RTFA. A good deal we haven’t heard about before. Seems clear the Chinese expected the same election results many activists did. And in 2007 and 2008, it was possible to get a bipartisan working group together from the United States – for bilateral talks.

No surprise that some of the folks taking part in those discussions ended up in Obama’s administration.




  1. Ah_Yea says:

    JimR said: “It’s a real mess eh?”

    Man, that the understatement of the year!!

  2. soundwash says:

    what a huge waste of time and resources.

    personally, this article makes no sense.
    i see no reason why china would commit economic suicide by embracing scandalous carbon policies that will all but
    eliminate its major competitive advantage.

    just as over-bearing enviromental policies have helped to send whole industries
    and jobs out of the America, as soon as China kills it’s cost advantage, companies will move to Indonesia, East Asia and the like.

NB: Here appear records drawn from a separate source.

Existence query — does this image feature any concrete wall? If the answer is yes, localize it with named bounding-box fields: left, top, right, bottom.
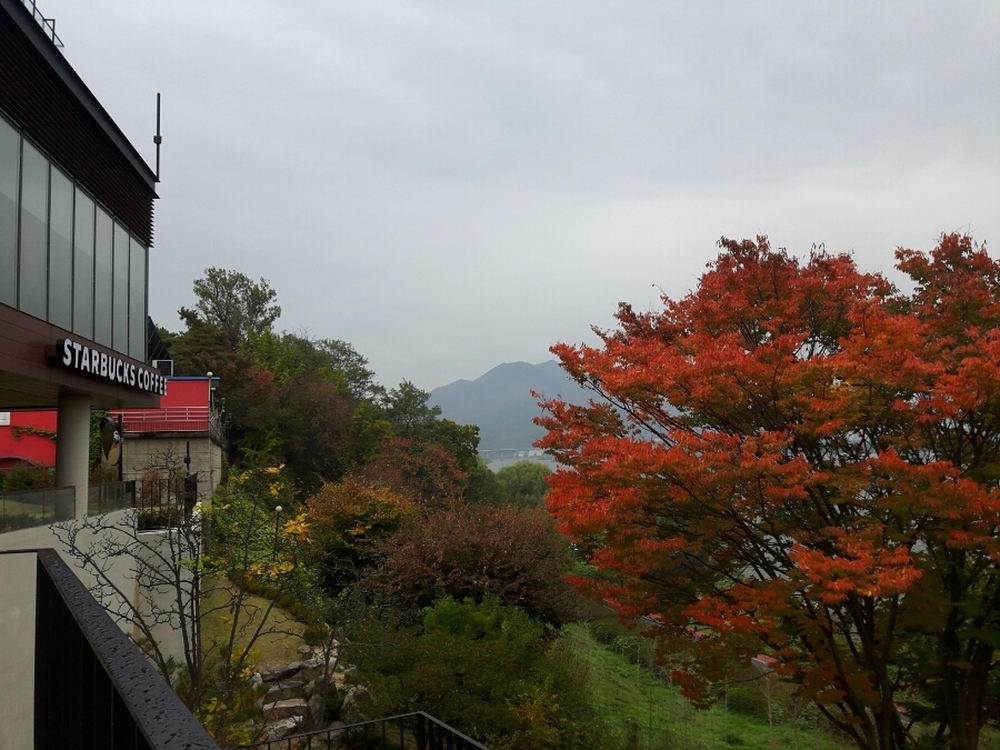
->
left=122, top=434, right=223, bottom=502
left=0, top=552, right=37, bottom=750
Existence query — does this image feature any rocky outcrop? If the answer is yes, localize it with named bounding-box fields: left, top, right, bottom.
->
left=253, top=646, right=344, bottom=740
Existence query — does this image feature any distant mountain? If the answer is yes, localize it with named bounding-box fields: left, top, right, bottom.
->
left=429, top=360, right=593, bottom=450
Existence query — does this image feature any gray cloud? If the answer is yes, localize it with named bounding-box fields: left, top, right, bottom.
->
left=43, top=0, right=1000, bottom=388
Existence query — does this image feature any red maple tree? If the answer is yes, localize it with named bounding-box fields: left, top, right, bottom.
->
left=539, top=235, right=1000, bottom=750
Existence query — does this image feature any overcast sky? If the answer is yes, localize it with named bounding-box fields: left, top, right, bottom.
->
left=39, top=0, right=1000, bottom=390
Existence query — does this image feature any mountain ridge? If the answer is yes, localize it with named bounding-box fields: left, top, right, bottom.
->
left=428, top=360, right=590, bottom=450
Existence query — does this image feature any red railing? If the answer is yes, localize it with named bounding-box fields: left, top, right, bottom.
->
left=112, top=406, right=214, bottom=432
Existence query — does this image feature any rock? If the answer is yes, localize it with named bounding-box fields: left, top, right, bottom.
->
left=260, top=661, right=302, bottom=682
left=303, top=693, right=326, bottom=730
left=305, top=676, right=333, bottom=698
left=264, top=680, right=304, bottom=703
left=340, top=685, right=368, bottom=724
left=264, top=698, right=306, bottom=721
left=299, top=659, right=325, bottom=682
left=264, top=716, right=304, bottom=740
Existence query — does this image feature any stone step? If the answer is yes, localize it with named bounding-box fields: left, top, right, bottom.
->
left=264, top=698, right=307, bottom=721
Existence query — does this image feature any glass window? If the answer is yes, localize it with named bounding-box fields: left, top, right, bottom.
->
left=49, top=167, right=73, bottom=331
left=73, top=188, right=94, bottom=339
left=113, top=223, right=129, bottom=352
left=94, top=208, right=114, bottom=346
left=18, top=141, right=49, bottom=318
left=128, top=238, right=148, bottom=362
left=0, top=118, right=21, bottom=307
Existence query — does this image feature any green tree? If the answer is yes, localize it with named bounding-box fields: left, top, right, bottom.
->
left=316, top=339, right=387, bottom=404
left=368, top=502, right=576, bottom=624
left=497, top=461, right=552, bottom=508
left=348, top=597, right=609, bottom=750
left=305, top=477, right=420, bottom=596
left=194, top=267, right=281, bottom=346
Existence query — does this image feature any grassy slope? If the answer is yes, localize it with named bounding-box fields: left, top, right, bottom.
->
left=564, top=626, right=853, bottom=750
left=202, top=582, right=305, bottom=668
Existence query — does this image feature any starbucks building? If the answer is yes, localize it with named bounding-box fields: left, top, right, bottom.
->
left=0, top=0, right=165, bottom=516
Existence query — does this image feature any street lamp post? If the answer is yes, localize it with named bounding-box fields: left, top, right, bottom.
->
left=271, top=505, right=281, bottom=562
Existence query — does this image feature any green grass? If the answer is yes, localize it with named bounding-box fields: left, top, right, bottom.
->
left=563, top=625, right=854, bottom=750
left=195, top=579, right=306, bottom=669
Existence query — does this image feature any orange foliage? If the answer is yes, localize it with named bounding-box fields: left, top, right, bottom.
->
left=539, top=235, right=1000, bottom=748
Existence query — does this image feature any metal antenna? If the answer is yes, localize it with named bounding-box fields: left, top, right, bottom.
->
left=153, top=92, right=163, bottom=182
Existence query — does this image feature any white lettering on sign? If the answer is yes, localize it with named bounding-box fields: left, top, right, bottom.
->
left=51, top=339, right=167, bottom=396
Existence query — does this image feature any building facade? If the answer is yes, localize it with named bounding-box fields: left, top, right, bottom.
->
left=0, top=0, right=166, bottom=515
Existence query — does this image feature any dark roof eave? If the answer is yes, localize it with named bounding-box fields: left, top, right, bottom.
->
left=0, top=0, right=159, bottom=199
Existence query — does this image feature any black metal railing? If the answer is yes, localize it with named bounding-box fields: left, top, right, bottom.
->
left=240, top=711, right=489, bottom=750
left=21, top=0, right=63, bottom=49
left=0, top=487, right=76, bottom=533
left=0, top=549, right=219, bottom=750
left=87, top=480, right=135, bottom=516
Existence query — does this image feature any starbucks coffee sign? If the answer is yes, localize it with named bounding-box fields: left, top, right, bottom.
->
left=56, top=339, right=167, bottom=396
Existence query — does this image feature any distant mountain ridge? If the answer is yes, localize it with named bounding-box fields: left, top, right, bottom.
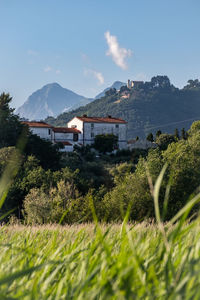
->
left=46, top=76, right=200, bottom=139
left=95, top=81, right=126, bottom=99
left=16, top=83, right=93, bottom=120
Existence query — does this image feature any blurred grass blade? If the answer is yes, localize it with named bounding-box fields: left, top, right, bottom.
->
left=154, top=164, right=167, bottom=223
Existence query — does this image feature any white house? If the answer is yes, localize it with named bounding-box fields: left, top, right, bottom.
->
left=67, top=115, right=127, bottom=149
left=53, top=127, right=82, bottom=152
left=22, top=121, right=54, bottom=141
left=22, top=115, right=127, bottom=152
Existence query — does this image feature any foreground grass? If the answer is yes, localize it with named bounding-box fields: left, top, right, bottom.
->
left=0, top=221, right=200, bottom=299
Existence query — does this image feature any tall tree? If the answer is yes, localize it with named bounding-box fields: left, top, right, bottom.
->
left=147, top=133, right=154, bottom=142
left=174, top=128, right=180, bottom=140
left=0, top=93, right=23, bottom=148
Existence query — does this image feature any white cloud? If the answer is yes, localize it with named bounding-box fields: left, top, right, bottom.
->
left=104, top=31, right=132, bottom=70
left=27, top=49, right=38, bottom=56
left=134, top=72, right=149, bottom=81
left=44, top=66, right=52, bottom=72
left=81, top=53, right=89, bottom=62
left=84, top=69, right=104, bottom=84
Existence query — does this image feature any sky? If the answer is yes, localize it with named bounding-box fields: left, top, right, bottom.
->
left=0, top=0, right=200, bottom=108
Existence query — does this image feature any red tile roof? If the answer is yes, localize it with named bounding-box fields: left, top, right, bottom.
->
left=53, top=127, right=81, bottom=133
left=76, top=116, right=127, bottom=124
left=59, top=141, right=72, bottom=146
left=22, top=121, right=53, bottom=128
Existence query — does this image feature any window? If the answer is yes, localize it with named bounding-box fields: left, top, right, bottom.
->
left=73, top=133, right=78, bottom=142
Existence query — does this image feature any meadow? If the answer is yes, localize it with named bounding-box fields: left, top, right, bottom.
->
left=0, top=219, right=200, bottom=300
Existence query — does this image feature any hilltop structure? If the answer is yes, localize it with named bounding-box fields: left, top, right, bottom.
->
left=127, top=79, right=144, bottom=89
left=23, top=115, right=127, bottom=152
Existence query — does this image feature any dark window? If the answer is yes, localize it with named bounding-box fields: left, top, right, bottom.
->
left=73, top=133, right=78, bottom=142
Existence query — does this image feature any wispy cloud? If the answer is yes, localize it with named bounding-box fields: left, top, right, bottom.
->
left=81, top=53, right=89, bottom=62
left=44, top=66, right=52, bottom=72
left=104, top=31, right=132, bottom=70
left=27, top=49, right=38, bottom=56
left=84, top=69, right=104, bottom=84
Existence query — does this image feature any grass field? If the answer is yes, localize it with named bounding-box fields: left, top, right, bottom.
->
left=0, top=220, right=200, bottom=299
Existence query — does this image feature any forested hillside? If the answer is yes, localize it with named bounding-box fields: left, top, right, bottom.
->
left=46, top=76, right=200, bottom=138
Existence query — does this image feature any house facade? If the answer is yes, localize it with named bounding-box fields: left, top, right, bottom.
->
left=53, top=127, right=81, bottom=152
left=68, top=115, right=127, bottom=149
left=22, top=115, right=127, bottom=152
left=22, top=121, right=54, bottom=142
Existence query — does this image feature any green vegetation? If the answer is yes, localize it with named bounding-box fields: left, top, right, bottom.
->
left=46, top=76, right=200, bottom=139
left=0, top=89, right=200, bottom=300
left=0, top=220, right=200, bottom=300
left=94, top=134, right=118, bottom=154
left=0, top=92, right=200, bottom=224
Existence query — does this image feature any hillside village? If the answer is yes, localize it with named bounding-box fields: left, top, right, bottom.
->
left=22, top=115, right=127, bottom=152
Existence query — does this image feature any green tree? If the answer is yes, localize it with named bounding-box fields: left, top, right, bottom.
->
left=156, top=130, right=162, bottom=139
left=181, top=128, right=187, bottom=140
left=146, top=133, right=154, bottom=142
left=156, top=133, right=176, bottom=150
left=0, top=93, right=24, bottom=148
left=174, top=128, right=180, bottom=140
left=94, top=134, right=118, bottom=154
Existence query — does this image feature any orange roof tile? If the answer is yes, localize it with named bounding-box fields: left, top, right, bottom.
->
left=59, top=141, right=72, bottom=146
left=22, top=121, right=53, bottom=128
left=76, top=116, right=127, bottom=124
left=53, top=127, right=81, bottom=133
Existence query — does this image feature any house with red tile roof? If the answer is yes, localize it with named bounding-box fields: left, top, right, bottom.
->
left=22, top=121, right=54, bottom=141
left=67, top=115, right=127, bottom=149
left=22, top=115, right=127, bottom=152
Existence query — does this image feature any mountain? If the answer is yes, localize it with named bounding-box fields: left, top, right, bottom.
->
left=16, top=83, right=92, bottom=120
left=95, top=81, right=126, bottom=99
left=46, top=76, right=200, bottom=138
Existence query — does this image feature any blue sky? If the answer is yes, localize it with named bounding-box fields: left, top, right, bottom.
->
left=0, top=0, right=200, bottom=107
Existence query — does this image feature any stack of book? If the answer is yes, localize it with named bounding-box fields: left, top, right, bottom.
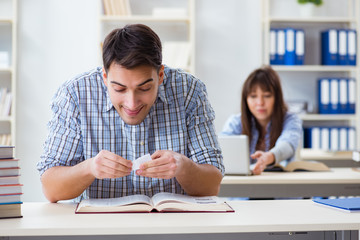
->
left=0, top=145, right=22, bottom=219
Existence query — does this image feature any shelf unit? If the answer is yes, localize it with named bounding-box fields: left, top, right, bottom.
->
left=99, top=0, right=195, bottom=73
left=262, top=0, right=360, bottom=159
left=0, top=0, right=18, bottom=145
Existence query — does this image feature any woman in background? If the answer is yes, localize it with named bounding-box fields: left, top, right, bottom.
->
left=222, top=66, right=302, bottom=174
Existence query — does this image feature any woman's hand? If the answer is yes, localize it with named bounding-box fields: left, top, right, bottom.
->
left=250, top=151, right=275, bottom=175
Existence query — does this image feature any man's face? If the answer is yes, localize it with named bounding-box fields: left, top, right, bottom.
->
left=103, top=63, right=164, bottom=125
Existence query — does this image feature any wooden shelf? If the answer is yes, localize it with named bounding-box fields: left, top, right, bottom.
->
left=300, top=148, right=352, bottom=161
left=100, top=15, right=190, bottom=22
left=272, top=65, right=357, bottom=72
left=269, top=17, right=356, bottom=24
left=299, top=114, right=356, bottom=121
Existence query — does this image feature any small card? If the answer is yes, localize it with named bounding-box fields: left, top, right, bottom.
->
left=132, top=153, right=151, bottom=171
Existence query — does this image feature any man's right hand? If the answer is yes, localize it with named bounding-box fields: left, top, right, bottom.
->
left=89, top=150, right=132, bottom=179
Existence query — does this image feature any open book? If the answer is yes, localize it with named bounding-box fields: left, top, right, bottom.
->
left=75, top=192, right=234, bottom=213
left=268, top=161, right=330, bottom=172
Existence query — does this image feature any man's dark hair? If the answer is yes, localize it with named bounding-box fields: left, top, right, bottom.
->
left=103, top=24, right=162, bottom=72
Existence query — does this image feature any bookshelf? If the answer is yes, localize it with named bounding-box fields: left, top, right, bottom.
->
left=99, top=0, right=195, bottom=74
left=0, top=0, right=18, bottom=145
left=261, top=0, right=360, bottom=160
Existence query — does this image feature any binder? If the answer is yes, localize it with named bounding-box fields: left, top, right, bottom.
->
left=339, top=78, right=349, bottom=114
left=330, top=127, right=339, bottom=151
left=339, top=127, right=348, bottom=151
left=269, top=29, right=277, bottom=65
left=295, top=29, right=305, bottom=65
left=318, top=78, right=330, bottom=114
left=321, top=29, right=339, bottom=65
left=347, top=78, right=356, bottom=114
left=304, top=127, right=320, bottom=149
left=313, top=197, right=360, bottom=212
left=338, top=29, right=349, bottom=65
left=347, top=29, right=357, bottom=66
left=284, top=28, right=295, bottom=65
left=329, top=78, right=339, bottom=114
left=347, top=127, right=356, bottom=151
left=320, top=127, right=330, bottom=151
left=276, top=29, right=285, bottom=65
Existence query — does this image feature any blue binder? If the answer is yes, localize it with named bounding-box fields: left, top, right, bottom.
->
left=284, top=28, right=295, bottom=65
left=329, top=78, right=340, bottom=114
left=304, top=127, right=320, bottom=149
left=321, top=29, right=339, bottom=65
left=347, top=78, right=356, bottom=114
left=347, top=29, right=357, bottom=66
left=338, top=29, right=349, bottom=65
left=318, top=78, right=330, bottom=114
left=276, top=29, right=285, bottom=65
left=269, top=28, right=277, bottom=65
left=313, top=197, right=360, bottom=212
left=338, top=78, right=349, bottom=114
left=295, top=29, right=305, bottom=65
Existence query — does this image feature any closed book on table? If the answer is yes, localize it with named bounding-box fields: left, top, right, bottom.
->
left=0, top=145, right=14, bottom=158
left=0, top=202, right=22, bottom=218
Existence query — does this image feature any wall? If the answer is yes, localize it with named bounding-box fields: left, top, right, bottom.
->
left=16, top=0, right=261, bottom=201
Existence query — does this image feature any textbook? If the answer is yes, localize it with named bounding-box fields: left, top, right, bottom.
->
left=313, top=197, right=360, bottom=212
left=75, top=192, right=234, bottom=213
left=267, top=160, right=330, bottom=172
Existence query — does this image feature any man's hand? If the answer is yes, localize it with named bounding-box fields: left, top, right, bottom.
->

    imo, this is just a bunch of political hot air. China is on a jobs/stability kick. the last thing it wants is more unemployment.

    China’s growth explosion has enabled many
    Chinese to experience a taste of “the good life” -many for the first time in their lives.

    the longer these workers remain idle, the possibility of labour unrest increases.

    organized labor protests is probably the one thing that strikes fear in the heart of Beijing. especially since China has been trying to move away from it’s standard policy of sending in riot police wherever any uprisings occur.

    -and heaven forbid should it’s workers be unemployed long enough to get a wild hair up
    their butts and think of forming Labour Unions.

    -nope, if anything, i think this is just a puff piece for China to appear in agreement with environmental carbon issues, so as to help support it’s desire to replace the USD
    with the Yuan as the new world reserve currency. (or at least, to ensure the Yuan
    is included in the “basket of currencies”
    to replace the USD.)

    as an aside, this would also give obama’s administration big “marketing points” for
    it’s next election cycle if they can say they got the mighty Chinese Empire to see the err of it’s ways. (etc etc)

    (-personally, i’d much rather they address water pollution. i mean, 1billion+ people must produce a massive amount of waste that gets piped straight into the ocean.. (not to mention the insane amounts of water used by industry to among many other things, process coal.)